Das Pavillon im Londoner V&A wird mithilfe von Robotern ständig erweitert.
(Bild: V&A Museum)

Das Victoria and Albert Museum (V&A) in London hat als Teil seines Ausstellungsmottos „Engineering Season“ zusammen mit dem Institut für Computerbasiertes Entwerfen (ICD) der Universität Stuttgart eine architektonische Installation aus robotisch-gefertigter Faserverbundstruktur entwickelt, den „Elytra Filament Pavilion“.

Das Projekt soll aufzeigen, wie biologische Faserstrukturen in die Architektur übertragen werden können.
Das Projekt soll aufzeigen, wie biologische Faserstrukturen in die Architektur übertragen werden können.
(Bild: V&A Museum)

Der Pavillon ist aktuell im Innenhof des Museums zu sehen. Mithilfe von Robotern wird die Installation während der Ausstellungssaison bis Anfang November ständig erweitert. Um den komplett automatisierten Fertigungsansatz zu unterstützen, stellte die SGL Group ihre Sigrafil-50k-Carbonfasern für die Installation zur Verfügung und stand dem Projektteam beratend zur Seite.

Carbonfaser eignet sich für automatisierte Fertigungsprozesse

„Wir freuen uns, mit unseren Materialien und unserer Erfahrung das Ausstellungsprojekt der Universität Stuttgart zu unterstützen. Die Installation zeigt, wie vielfältig die Spielräume von Carbonfaser-Verbundwerkstoffen sind. Die Installation demonstriert auch den hohen Automatisierungsgrad, der bei industriellen Fertigungen von Komponenten aus Verbundwerkstoff mittlerweile möglich ist“, sagt Andreas Wüllner, Leiter der Geschäftseinheit Composites – Fibers and Materials von SGL.

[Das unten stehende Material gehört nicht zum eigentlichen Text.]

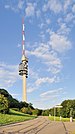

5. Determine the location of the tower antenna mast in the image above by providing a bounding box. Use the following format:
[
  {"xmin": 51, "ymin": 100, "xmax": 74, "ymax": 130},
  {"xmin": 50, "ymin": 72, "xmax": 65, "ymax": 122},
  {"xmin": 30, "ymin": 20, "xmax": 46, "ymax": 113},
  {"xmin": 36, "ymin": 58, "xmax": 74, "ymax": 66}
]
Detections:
[{"xmin": 19, "ymin": 17, "xmax": 28, "ymax": 102}]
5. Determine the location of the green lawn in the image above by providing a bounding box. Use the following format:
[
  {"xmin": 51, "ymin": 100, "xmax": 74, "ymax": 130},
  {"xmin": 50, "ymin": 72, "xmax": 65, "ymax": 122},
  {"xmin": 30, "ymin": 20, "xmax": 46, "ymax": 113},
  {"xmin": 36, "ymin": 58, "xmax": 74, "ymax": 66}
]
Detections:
[
  {"xmin": 0, "ymin": 109, "xmax": 36, "ymax": 125},
  {"xmin": 49, "ymin": 116, "xmax": 75, "ymax": 122}
]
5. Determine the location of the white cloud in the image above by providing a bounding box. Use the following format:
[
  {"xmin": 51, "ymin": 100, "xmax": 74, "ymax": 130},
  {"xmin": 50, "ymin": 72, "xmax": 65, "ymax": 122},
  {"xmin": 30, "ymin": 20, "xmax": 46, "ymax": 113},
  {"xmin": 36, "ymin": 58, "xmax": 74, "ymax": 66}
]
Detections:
[
  {"xmin": 46, "ymin": 19, "xmax": 51, "ymax": 25},
  {"xmin": 4, "ymin": 5, "xmax": 10, "ymax": 9},
  {"xmin": 72, "ymin": 4, "xmax": 75, "ymax": 13},
  {"xmin": 36, "ymin": 10, "xmax": 41, "ymax": 18},
  {"xmin": 27, "ymin": 43, "xmax": 62, "ymax": 73},
  {"xmin": 43, "ymin": 0, "xmax": 62, "ymax": 13},
  {"xmin": 50, "ymin": 33, "xmax": 71, "ymax": 53},
  {"xmin": 0, "ymin": 63, "xmax": 19, "ymax": 88},
  {"xmin": 35, "ymin": 76, "xmax": 57, "ymax": 86},
  {"xmin": 17, "ymin": 44, "xmax": 21, "ymax": 48},
  {"xmin": 65, "ymin": 13, "xmax": 75, "ymax": 23},
  {"xmin": 18, "ymin": 0, "xmax": 24, "ymax": 9},
  {"xmin": 25, "ymin": 3, "xmax": 35, "ymax": 17},
  {"xmin": 57, "ymin": 23, "xmax": 71, "ymax": 35}
]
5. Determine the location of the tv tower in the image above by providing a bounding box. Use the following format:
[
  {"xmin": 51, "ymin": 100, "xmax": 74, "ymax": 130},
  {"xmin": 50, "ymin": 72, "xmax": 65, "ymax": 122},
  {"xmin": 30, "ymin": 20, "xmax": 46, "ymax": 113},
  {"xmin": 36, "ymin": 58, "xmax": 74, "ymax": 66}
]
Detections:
[{"xmin": 19, "ymin": 18, "xmax": 28, "ymax": 102}]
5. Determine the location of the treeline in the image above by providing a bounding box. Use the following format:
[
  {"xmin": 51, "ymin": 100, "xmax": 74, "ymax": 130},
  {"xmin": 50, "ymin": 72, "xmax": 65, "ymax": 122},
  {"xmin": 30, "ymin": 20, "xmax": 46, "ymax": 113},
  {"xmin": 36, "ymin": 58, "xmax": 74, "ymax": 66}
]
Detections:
[
  {"xmin": 43, "ymin": 100, "xmax": 75, "ymax": 118},
  {"xmin": 0, "ymin": 89, "xmax": 75, "ymax": 118},
  {"xmin": 0, "ymin": 89, "xmax": 42, "ymax": 115}
]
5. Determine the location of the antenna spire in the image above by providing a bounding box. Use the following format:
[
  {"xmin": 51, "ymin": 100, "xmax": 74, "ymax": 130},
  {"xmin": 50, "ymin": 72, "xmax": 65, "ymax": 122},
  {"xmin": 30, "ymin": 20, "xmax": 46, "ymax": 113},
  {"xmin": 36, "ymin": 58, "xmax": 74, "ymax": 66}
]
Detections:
[{"xmin": 22, "ymin": 17, "xmax": 25, "ymax": 56}]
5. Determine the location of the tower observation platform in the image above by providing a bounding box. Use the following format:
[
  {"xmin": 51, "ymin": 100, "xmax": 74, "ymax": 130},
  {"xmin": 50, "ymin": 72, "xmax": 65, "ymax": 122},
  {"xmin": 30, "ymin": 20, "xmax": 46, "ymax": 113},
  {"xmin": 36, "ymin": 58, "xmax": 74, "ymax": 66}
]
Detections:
[{"xmin": 19, "ymin": 18, "xmax": 28, "ymax": 102}]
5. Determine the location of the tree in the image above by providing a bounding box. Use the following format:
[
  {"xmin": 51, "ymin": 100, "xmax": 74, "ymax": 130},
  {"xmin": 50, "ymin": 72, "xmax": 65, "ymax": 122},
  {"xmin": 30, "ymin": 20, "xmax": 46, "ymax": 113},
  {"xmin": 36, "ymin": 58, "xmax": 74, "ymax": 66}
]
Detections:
[{"xmin": 0, "ymin": 94, "xmax": 9, "ymax": 113}]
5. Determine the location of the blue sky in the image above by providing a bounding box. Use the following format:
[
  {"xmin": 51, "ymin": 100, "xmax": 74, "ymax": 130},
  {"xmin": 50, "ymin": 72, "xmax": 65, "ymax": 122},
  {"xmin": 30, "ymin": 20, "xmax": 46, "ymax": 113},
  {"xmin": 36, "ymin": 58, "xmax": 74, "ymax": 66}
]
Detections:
[{"xmin": 0, "ymin": 0, "xmax": 75, "ymax": 109}]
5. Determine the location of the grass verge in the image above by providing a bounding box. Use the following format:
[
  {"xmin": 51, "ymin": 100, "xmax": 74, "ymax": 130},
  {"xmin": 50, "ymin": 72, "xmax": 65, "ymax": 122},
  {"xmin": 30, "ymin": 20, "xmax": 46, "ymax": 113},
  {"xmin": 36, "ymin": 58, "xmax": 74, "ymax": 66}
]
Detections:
[
  {"xmin": 49, "ymin": 116, "xmax": 75, "ymax": 122},
  {"xmin": 0, "ymin": 109, "xmax": 36, "ymax": 126}
]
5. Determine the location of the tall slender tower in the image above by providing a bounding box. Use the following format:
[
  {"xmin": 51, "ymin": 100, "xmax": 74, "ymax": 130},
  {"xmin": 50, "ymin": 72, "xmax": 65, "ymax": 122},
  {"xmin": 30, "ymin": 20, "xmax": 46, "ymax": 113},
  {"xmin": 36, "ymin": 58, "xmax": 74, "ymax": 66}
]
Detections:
[{"xmin": 19, "ymin": 18, "xmax": 28, "ymax": 102}]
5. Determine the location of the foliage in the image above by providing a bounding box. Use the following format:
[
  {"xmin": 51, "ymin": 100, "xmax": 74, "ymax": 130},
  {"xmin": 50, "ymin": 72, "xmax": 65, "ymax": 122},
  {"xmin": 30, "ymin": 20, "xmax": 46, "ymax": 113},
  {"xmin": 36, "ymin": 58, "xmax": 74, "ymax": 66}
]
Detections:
[
  {"xmin": 0, "ymin": 109, "xmax": 36, "ymax": 125},
  {"xmin": 0, "ymin": 94, "xmax": 9, "ymax": 113},
  {"xmin": 50, "ymin": 100, "xmax": 75, "ymax": 118},
  {"xmin": 0, "ymin": 89, "xmax": 19, "ymax": 108},
  {"xmin": 42, "ymin": 109, "xmax": 50, "ymax": 116},
  {"xmin": 21, "ymin": 107, "xmax": 32, "ymax": 115},
  {"xmin": 32, "ymin": 108, "xmax": 42, "ymax": 116}
]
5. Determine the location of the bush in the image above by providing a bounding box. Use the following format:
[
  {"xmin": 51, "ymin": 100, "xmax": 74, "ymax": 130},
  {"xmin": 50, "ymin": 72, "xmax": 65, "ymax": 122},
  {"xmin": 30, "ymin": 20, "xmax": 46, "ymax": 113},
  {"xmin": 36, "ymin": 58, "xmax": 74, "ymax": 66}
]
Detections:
[
  {"xmin": 32, "ymin": 108, "xmax": 42, "ymax": 116},
  {"xmin": 21, "ymin": 107, "xmax": 32, "ymax": 115},
  {"xmin": 0, "ymin": 94, "xmax": 9, "ymax": 114}
]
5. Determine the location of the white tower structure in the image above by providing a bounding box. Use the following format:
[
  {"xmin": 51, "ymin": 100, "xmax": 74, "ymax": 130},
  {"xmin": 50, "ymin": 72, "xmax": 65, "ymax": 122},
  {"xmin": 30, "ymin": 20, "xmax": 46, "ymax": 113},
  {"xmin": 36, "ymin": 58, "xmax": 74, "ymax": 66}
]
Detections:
[{"xmin": 19, "ymin": 18, "xmax": 28, "ymax": 102}]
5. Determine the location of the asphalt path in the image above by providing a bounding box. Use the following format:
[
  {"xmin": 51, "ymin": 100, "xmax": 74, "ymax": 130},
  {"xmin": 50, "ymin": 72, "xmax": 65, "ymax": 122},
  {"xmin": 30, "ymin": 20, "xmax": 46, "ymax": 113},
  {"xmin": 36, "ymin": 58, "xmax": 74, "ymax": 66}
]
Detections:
[{"xmin": 0, "ymin": 117, "xmax": 75, "ymax": 134}]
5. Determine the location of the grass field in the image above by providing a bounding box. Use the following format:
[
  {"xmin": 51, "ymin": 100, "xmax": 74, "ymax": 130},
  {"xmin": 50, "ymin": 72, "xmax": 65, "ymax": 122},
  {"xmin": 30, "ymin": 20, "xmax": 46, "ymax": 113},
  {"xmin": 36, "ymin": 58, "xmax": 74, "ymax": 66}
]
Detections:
[
  {"xmin": 0, "ymin": 109, "xmax": 36, "ymax": 125},
  {"xmin": 49, "ymin": 116, "xmax": 75, "ymax": 122}
]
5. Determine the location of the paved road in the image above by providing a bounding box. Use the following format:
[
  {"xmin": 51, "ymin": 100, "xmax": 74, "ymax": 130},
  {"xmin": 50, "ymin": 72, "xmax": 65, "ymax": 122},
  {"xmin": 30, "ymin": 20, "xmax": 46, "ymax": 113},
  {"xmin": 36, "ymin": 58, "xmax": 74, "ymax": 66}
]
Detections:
[{"xmin": 0, "ymin": 117, "xmax": 75, "ymax": 134}]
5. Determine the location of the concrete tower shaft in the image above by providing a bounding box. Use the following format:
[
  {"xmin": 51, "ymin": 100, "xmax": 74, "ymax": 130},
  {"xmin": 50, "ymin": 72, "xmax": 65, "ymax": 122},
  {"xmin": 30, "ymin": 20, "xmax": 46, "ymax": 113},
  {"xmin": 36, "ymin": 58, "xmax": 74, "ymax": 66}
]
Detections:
[{"xmin": 19, "ymin": 18, "xmax": 28, "ymax": 102}]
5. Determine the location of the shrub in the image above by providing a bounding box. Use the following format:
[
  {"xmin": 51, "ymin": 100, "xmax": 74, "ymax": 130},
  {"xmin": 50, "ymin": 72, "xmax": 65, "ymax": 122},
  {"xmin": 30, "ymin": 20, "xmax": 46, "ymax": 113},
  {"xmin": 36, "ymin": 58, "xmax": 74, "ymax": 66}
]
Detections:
[
  {"xmin": 21, "ymin": 107, "xmax": 32, "ymax": 115},
  {"xmin": 0, "ymin": 94, "xmax": 9, "ymax": 114}
]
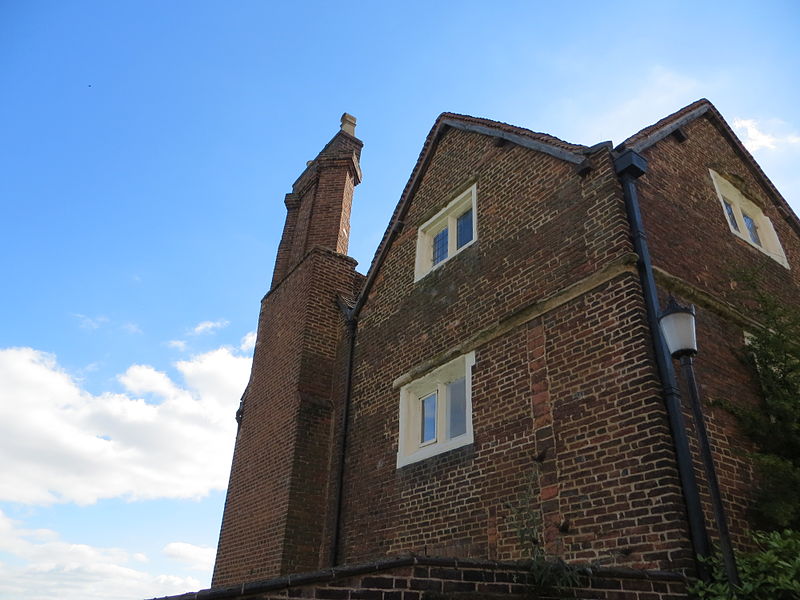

Die in der Installation eingesetzte 50k-Faser ist eine industrielle Carbonfaser der neuen Generation, die eine besondere Eignung für automatisierte Fertigungsprozesse aufweisen soll. Die Faser wird unter anderem serienmäßig im BMW i3, i8 und im neuen 7er-BMW eingesetzt und im weltweit größten und modernsten Carbonfaserwerk in Moses Lake im US-Bundesstaat Washington hergestellt. Verbundwerkstoffe, allen voran Materiallösungen auf Basis von Carbonfasern, sollen unter anderem durch ihr geringes Gewicht, ihre hohe Belastbarkeit und gleichzeitige Korrosionsbeständigkeit überzeugen. Das macht sie zu einem praktischen Werkstoff für vielfältige Anwendungen in verschiedenen Industrien von Automobil über Luftfahrt und Windenergie bis hin zum Bauwesen.

Wie man biologische Faserstrukturen in die Architektur überträgt

Der Pavillon ist das Ergebnis mehrjähriger Forschung zur Integration von Architektur, Bauingenieurwesen und bionischen Konstruktionen, die am Institut für Computerbasiertes Entwerfen und am Institut für Tragkonstruktionen und Konstruktives Entwerfen (ITKE) der Universität Stuttgart durchgeführt wird. Das Projekt zeigt auf, wie die Prinzipien biologischer Faserstrukturen durch computerbasierte Entwurfs- und Fertigungsverfahren in die Architektur übertragen werden können. Inspiriert von den Deckflügelschalen flugfähiger Käfer, sogenannter Elytren, besteht die Konstruktion des Pavillons ausschließlich aus robotisch gefertigten Glas- und Carbonfaserelementen. Diese bilden zugleich ein extrem leichtes, hochleistungsfähiges Tragwerk und eine faszinierende Architektur.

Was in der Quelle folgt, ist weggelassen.